Jobabbau: “Viele Konzerne reagieren über”

“Mit dem Abbau von Personal kann man auf die Schnelle die Bilanz schön machen”, sagt Professor Michael Nagy, der an der Fachhochschule Heidelberg das Institut für Weiterbildung und Personalentwicklung leitet. Demnach müssten die Bilanzen bei Infineon, Siemens und bei der Deutschen Telekom demnächst geradezu zum Niederknien schön sein.

Nagy attestiert so manchem Konzern eine “Überreaktion im Abbau”. Kaum eine Branche bekommt das so deutlich zu spüren wie die IT. Aufstieg und Niedergang der Dotcom-Ära bedeutete für die Karriere Tausender IT-Experten eine bis dahin nie da gewesene Achterbahnfahrt. Diese wird sich in dieser Form jetzt, sieben Jahre später, nicht wiederholen. Aber dem ein oder anderen dürfte das flaue Gefühl im Magen angesichts der jüngsten Hiobsbotschaften bekannt vorkommen. Schließlich ist beispielsweise der Stellenabbau bei Infineon der größte seit 2001. Und die Deutsche Telekom droht zum ersten Mal in ihrer Geschichte mit betriebsbedingten Kündigungen.

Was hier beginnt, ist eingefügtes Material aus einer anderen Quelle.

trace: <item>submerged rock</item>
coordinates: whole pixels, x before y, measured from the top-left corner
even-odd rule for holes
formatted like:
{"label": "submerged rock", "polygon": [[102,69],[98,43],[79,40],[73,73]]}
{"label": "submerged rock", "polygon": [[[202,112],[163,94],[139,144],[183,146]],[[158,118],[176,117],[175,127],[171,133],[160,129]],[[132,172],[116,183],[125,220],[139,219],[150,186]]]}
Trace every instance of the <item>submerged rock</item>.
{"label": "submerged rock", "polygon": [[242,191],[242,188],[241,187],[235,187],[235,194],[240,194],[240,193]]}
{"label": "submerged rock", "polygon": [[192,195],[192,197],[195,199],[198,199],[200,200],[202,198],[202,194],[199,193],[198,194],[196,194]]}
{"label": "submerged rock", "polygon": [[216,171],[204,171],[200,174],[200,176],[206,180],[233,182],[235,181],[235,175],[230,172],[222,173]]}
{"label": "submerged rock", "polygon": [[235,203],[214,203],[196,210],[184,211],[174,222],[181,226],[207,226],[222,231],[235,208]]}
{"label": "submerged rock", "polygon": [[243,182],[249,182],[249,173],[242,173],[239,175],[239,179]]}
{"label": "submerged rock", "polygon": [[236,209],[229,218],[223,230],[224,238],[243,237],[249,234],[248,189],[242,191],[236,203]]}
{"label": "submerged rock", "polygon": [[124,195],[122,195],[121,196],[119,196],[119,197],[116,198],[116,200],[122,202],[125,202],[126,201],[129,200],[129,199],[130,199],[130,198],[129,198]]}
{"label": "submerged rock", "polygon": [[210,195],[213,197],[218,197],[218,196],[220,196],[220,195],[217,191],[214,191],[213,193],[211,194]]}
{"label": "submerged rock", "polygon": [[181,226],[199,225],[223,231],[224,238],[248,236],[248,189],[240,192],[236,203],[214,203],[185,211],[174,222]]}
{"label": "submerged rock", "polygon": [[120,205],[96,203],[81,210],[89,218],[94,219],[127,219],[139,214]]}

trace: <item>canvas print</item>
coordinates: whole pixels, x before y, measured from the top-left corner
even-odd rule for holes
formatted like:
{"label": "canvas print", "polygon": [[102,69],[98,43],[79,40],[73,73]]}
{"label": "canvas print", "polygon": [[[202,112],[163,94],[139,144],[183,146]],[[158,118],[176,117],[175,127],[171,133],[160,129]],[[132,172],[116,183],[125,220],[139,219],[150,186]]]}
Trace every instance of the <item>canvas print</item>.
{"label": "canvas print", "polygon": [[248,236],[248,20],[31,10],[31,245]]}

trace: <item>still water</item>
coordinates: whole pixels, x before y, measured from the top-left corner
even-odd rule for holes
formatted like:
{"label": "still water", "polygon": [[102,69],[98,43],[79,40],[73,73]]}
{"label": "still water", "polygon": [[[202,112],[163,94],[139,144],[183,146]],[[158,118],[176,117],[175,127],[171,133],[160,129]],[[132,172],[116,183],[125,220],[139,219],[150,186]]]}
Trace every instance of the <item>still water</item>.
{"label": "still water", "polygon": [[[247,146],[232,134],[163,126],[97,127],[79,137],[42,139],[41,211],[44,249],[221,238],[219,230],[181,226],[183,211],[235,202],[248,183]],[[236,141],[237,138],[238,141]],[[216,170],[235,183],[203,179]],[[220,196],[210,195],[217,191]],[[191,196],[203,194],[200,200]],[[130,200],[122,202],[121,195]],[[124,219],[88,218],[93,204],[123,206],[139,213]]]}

“Arbeitnehmer müssen lernen, dass ein Arbeitsvertrag keine Garantie ist. Deshalb müssen sie sich so fit halten, dass sie zu jeder Zeit auf dem Arbeitsmarkt gut dastehen. Es ist sehr schädlich, wenn man sich von einer Firma abhängig macht”, so Wirtschaftsexperte Nagy. “In der Schweiz zum Beispiel käme kein Arbeitnehmer auf die Idee, sich nur auf einen Arbeitgeber zu verlassen.”

Die Gründe dafür liegen in Unterschieden beim Arbeitsrecht, speziell beim deutschen Kündigungsschutz, der Angestellte in trügerische Sicherheit wiegt. Liegt die Lösung also in einer Reform des Arbeitsrechts? Nein, sagt Nagy. “Ich setze auf Bewusstseinsveränderungen anstatt auf Reformen. So schlecht sind unsere Systeme gar nicht, wenn jeder weiß, was er zu tun hat. Vor fünf Jahren hätte ich noch anders geantwortet, aber immer wenn wir Reformen in Deutschland machen, wird alles nur komplizierter.”